Stormrider - Teil 113

Nachdem wir Gundargaz nach ergebnisloser Suche wieder verlassen hatten, quartierten wir uns in Mereldar in Heilsturz ein. Hier hatten sich die Arathi niedergelassen. Menschen, die einstmals hierher geflüchtet waren und sich hier ein gutes Leben, zumeist mit Landwirtschaft, aufgebaut hatten. Wir hielten uns überall etwas länger auf, als es nötig gewesen wäre, weil dieser Landstrich das schönste war, was wir hier unten gesehen hatten. Eine riesige Kristallspitze ragte aus der Höhlendecke, die so weit oben war, dass man sie kaum ausmachen konnte, und erleuchtete die Szenerie so hell wie eine kleine Sonne. So weit man sah, gab es üppige Felder und dazwischen tiefe Schluchten mit Flüssen, in denen Angler reichlich Fische fanden. Das Beeindruckendste war jedoch ein unterirdischer See, von dem man nicht sagen konnte, wie weit er wohl reichen würde. Er war tatsächlich ein unterirdisches Meer. Auch hier in Heilsturz flogen wir jeden Tag, sprachen wir mit unzähligen Anwohnern, jedoch wieder ohne jeglichen Erfolg. Die Zeit lief uns davon, ich würde bald zurück in die Schule müssen, wollte Rath aber mit dieser ermüdenden und ziemlich hoffnungslosen Suche auf keinen Fall allein lassen.

Das Gasthaus in Mereldar war an diesem Abend bis auf den letzten Platz gefüllt und deshalb bemerkten wir die hochgewachsene Elfe und den Menschen nicht, die gerade den Raum betreten hatten. Erst als ein Raunen durch die Menge ging, sahen wir von unserem Abendessen auf und bemerkten Alleria und Anduin, die in unsere Richtung blickten. »Da sind sie, seht Ihr?«, rief Alleria und zeigte auf uns, kam daraufhin schnellen Schrittes näher und Ihren Gesichtsausdruck konnte ich nicht deuten.
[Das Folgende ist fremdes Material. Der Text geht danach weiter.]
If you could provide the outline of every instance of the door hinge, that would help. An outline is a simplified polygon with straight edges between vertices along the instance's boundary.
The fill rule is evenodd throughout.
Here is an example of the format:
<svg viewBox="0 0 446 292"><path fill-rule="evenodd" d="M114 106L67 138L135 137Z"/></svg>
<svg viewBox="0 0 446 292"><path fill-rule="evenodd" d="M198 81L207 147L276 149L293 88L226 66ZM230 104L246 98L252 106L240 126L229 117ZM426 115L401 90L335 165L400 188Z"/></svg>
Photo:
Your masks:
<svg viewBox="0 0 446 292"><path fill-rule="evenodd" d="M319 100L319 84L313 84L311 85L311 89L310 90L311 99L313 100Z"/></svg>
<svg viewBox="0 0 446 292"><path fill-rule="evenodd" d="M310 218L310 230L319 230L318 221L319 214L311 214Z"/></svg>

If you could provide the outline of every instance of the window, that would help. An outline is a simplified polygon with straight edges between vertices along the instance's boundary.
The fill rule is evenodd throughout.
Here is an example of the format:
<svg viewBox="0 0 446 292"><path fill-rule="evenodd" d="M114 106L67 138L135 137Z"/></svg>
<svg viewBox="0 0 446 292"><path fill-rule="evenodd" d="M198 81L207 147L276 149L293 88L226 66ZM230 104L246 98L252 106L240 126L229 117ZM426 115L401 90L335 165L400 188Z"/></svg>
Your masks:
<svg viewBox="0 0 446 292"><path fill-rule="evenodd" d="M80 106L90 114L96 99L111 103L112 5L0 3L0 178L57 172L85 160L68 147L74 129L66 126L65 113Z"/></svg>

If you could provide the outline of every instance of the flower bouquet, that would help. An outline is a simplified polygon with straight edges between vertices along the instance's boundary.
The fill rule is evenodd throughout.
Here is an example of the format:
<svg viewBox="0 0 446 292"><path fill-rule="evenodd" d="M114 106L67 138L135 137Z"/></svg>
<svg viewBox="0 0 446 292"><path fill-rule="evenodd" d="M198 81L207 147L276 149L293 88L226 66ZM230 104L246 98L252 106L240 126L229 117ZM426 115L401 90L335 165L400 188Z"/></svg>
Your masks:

War das … Hoffnung?
»Anduin!«, sagte Rath, stand auf und begrüßte den König von Sturmwind, der auf mich einen seltsam abgekämpften, aber dennoch glücklichen Eindruck machte. Ich hätte ihn ohne Weiteres nicht wiedererkannt, so sehr hatte er sich seit unserer letzten Begegnung verändert. Seine stets schulterlangen blonden Haare waren einem stoppeligen Kopfputz gewichen und er hatte einen Dreitagebart.
Lady Alleria, die um unsere fortwährende Suche nach Khadgar wusste, lächelte voller Freude. »Wir haben ihn gefunden. Er ist am Leben. Khadgar ist am Leben!«
»Oh den Göttern sei Dank!« Mir fiel ein ganzes Gebirge vom Herzen und ich konnte nicht anders, als sie spontan zu umarmen.
»Wie geht es ihm?«, sah Rath die beiden erleichtert an. »Wo ist er?«
»Den Umständen entsprechend. Er wäre fast gestorben …«, der König schluckte und schwieg einen Moment. »Ich … ich konnte ihn wiederbeleben. In letzter Sekunde. Ich dachte, ich hätte diese Fähigkeit vor langer Zeit verloren. Ich dachte nicht, dass ich das schaffe.« Man sah ihm deutlich an, dass ihn das seine ganze Kraft gekostet hatte.
»Bitte, setzt euch zu uns.«, bot ich an, was die beiden dankbar annahmen.
Die Gastwirtin kam und brachte allen eine heiße Suppe und während alle aßen, wurde es eine Weile ruhig am Tisch.
»Er wurde nach Nordend gebracht. Khadgar wollte unbedingt in die Schule zurück. Er sagte, zu der medizinischen Professorin dort hätte er das größte Vertrauen.«, fuhr Anduin fort.
»Professor Mills …«, nickte ich. »Da ist er in wirklich guten Händen.«
»Leider … ist er nicht völlig unversehrt.«, fügte Anduin hinzu und seufzte tief. »Als Dalaran durch die immer größer werdende Arkanblase in tausend Teile gesprengt wurde, hat er sich in reine arkane Energie aufgelöst. Wir wissen noch nicht genau, wie es sich auswirken wird.«
»Wir danken Euch sehr für die guten Nachrichten.«, lächelte mein Liebster. »Wir werden morgen nach Dalaran zurückkehren und ihn besuchen.« Bei diesen Worten sah er mich fragend an und ich nickte.
Es machte mich so froh, das zu hören, dass ich am liebsten jeden im Gasthaus umarmt hätte. Mir war nach Tanzen, mir war nach Fliegen zumute, so leicht war mein Herz mit einem Mal.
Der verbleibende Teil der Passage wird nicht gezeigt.